To further characterize Piwi binding to protein-coding genes, we examined the overall distribution of m6A signals along transcripts of coding genes (Figure 6E). In particular, we studied m6A deposition in Dam-Piwi(WT) (blue signal) and Dam-Piwi(YK) mutants (yellow signal) around the transcription start site (TSS, ±1 kb) as well as the transcription termination site (TTS, ±1 kb). In addition, we plotted the overall distribution of possible methylation sites (GATC motifs) along the same regions (red signal). Although the methylation signal around the TSS was similar in both Dam-Piwi(WT) and mutant flies, we found an increase of m6A signal with ±1 kb of the TTS in the Dam-Piwi(WT) flies, indicating that Piwi might be guided to these regions by its associated piRNA.

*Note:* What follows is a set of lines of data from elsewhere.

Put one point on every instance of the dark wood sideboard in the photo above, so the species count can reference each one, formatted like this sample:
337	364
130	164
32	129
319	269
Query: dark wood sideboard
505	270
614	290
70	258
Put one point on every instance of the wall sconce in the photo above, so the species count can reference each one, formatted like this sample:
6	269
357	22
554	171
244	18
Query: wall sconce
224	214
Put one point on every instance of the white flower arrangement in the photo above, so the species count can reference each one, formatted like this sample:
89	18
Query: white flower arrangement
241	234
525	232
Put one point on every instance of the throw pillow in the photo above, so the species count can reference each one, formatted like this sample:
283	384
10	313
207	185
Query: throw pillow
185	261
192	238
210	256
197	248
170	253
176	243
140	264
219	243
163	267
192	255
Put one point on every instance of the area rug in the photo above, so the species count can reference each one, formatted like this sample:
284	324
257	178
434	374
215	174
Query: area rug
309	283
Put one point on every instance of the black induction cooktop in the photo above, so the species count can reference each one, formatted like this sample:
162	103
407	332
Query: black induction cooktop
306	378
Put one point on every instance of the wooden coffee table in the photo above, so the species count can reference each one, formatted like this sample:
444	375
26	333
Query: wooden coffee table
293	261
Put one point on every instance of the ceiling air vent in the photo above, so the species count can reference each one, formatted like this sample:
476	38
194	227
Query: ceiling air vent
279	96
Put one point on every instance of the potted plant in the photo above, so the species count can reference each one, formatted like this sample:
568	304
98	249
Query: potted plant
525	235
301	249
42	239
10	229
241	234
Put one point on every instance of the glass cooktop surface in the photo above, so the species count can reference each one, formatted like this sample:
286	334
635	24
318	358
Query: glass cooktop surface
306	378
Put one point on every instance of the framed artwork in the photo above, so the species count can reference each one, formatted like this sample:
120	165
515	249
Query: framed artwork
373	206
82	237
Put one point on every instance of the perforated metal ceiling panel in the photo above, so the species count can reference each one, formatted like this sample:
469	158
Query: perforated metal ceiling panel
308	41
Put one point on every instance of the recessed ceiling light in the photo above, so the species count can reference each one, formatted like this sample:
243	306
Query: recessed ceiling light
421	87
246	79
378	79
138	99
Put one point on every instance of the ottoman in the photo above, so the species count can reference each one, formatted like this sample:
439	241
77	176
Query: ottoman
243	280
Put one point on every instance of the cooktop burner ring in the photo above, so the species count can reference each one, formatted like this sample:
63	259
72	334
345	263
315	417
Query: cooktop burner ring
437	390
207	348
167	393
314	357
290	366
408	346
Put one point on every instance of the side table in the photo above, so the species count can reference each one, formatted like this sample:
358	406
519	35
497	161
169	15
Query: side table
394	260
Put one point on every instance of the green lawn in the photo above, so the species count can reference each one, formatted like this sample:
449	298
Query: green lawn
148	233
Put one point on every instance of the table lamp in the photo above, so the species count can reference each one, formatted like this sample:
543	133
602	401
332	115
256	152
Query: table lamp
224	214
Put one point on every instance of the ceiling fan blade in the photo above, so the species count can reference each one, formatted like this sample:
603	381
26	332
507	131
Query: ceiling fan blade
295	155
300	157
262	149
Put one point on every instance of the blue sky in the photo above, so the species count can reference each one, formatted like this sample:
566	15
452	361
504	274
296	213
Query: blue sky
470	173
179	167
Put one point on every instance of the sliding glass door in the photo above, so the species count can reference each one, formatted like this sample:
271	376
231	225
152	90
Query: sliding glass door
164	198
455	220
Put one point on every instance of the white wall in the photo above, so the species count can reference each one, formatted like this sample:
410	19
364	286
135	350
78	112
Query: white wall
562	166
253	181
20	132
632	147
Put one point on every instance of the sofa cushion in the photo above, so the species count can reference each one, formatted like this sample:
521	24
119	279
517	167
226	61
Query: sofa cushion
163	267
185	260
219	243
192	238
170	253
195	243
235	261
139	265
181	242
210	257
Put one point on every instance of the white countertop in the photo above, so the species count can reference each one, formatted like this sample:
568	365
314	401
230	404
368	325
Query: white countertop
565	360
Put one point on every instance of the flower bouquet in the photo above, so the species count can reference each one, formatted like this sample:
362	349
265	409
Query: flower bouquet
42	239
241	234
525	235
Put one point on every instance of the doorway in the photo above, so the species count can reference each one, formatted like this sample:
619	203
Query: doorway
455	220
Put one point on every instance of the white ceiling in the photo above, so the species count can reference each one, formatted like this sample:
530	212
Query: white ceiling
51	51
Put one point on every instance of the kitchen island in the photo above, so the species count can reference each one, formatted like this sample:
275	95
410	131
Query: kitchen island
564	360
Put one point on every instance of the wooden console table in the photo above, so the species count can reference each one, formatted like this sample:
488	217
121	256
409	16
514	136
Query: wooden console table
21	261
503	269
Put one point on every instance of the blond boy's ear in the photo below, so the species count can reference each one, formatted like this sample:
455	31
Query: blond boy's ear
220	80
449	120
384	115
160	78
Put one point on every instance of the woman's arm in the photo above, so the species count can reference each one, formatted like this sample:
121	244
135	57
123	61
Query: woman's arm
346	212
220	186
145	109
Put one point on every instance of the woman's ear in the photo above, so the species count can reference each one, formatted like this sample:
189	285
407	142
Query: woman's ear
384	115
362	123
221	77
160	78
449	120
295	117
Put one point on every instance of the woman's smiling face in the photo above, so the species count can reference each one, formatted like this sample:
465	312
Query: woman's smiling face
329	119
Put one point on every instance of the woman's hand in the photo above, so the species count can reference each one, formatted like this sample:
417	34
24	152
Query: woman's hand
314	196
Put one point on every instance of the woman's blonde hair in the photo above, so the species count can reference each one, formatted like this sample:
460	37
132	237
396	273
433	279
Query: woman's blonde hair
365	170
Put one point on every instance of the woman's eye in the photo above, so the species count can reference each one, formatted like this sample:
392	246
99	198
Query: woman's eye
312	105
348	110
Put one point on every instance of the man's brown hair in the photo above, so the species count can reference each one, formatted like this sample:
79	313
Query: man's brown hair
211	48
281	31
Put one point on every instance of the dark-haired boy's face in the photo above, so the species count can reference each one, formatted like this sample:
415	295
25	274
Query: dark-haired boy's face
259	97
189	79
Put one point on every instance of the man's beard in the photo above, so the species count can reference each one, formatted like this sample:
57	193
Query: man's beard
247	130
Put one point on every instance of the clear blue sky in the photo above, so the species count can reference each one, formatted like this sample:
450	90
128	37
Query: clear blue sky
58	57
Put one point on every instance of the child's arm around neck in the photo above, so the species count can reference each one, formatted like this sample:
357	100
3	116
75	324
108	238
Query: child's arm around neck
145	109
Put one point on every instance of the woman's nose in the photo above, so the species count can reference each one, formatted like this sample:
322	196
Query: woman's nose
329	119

Piwi appears to be guided to specific genomic sites by its associated piRNAs

To investigate if Piwi was indeed guided by its associated piRNA to piRNA-complementary genomic sites, we examined whether there was an increased number of piRNA binding sites around m6A-enriched regions in Dam-Piwi(WT) samples. Genomic regions with a statistically significant (P ≤ 0.01) increase in m6A methylation according to the iDEAR algorithm (Gutierrez-Triana ) were defined as “m6A high” and regions devoid of m6A signal were defined as “m6A low”. We first identified “m6A high” and “m6A low” regions in both the Dam-Piwi(WT) (7448 m6A high, 3213 m6A low) and Piwi(YK) mutant (8282 m6A high, 8434 m6A low) datasets. Next, we selected a known set of piRNA sequences from Drosophila that have been identified in a previous study with perfect match to the genomic sequence (Yin and Lin 2007; 16,049 piRNA species, 74,013 reads) and allocated the piRNA reads within a distance of ±400 bp of the m6A-enriched region. Average sizes of the m6A-enriched regions were 540 bp in Piwi(WT) and 823 bp in Piwi(YK) mutants. As some piRNAs could be mapped to several sites in the genome, we normalized the piRNA abundance at each m6A region with respect to their genome-wide occurrence. In Dam-Piwi(WT) flies we identified 1.25 piRNA reads in “m6A high” and 0.29 piRNA reads in “m6A low” regions (Figure 6F). When we disrupted piRNA binding to Piwi by using the Dam-Piwi(YK) mutant, the number of piRNA reads in “m6A high” regions decreased to 0.54. In “m6A low” regions the number of reads increased to 0.7. Hence, these data support the notion that the Piwi protein is guided to genomic binding sites by its associated piRNAs. Piwi proteins devoid of piRNAs lose their ability to bind to original sites and instead interact with new targets in the genome. Consequently, even though some of the Dam-Piwi(YK) was able to enter the nucleus, it could not find the sites corresponding to its associated piRNA, but instead interact randomly with further sites. Our findings do not exclude additional Piwi binding to genomic sites by other means such as via direct or indirect binding of other cellular factors.

Conclusion

In this study, we mapped Piwi-binding sites in the genome of Drosophila ovarian germline and somatic cells using the DamID-seq method. This method captured thousands of Piwi-binding sites, with >90% located in euchromatin. Furthermore, we found an enrichment of Piwi-dependent m6A sites close to piRNA-complementary sites. Disruption of the Piwi-piRNA interaction significantly reduced the binding of Piwi around the transcription termination site. These findings support the hypothesis that Piwi is guided to specific genomic sites by its associated piRNA. Remarkably, most Piwi binding sites detected by DamID are in protein-coding genes, especially at the 5’ and 3' ends. This is a surprising finding, as previous studies have suggested that the primary role of Piwi in the genome is the repression of transposons. Our study may therefore point to a possibly new and major function of Piwi in regulating gene expression supporting the growing body of evidence showing that Piwi regulates genes as well as transposons.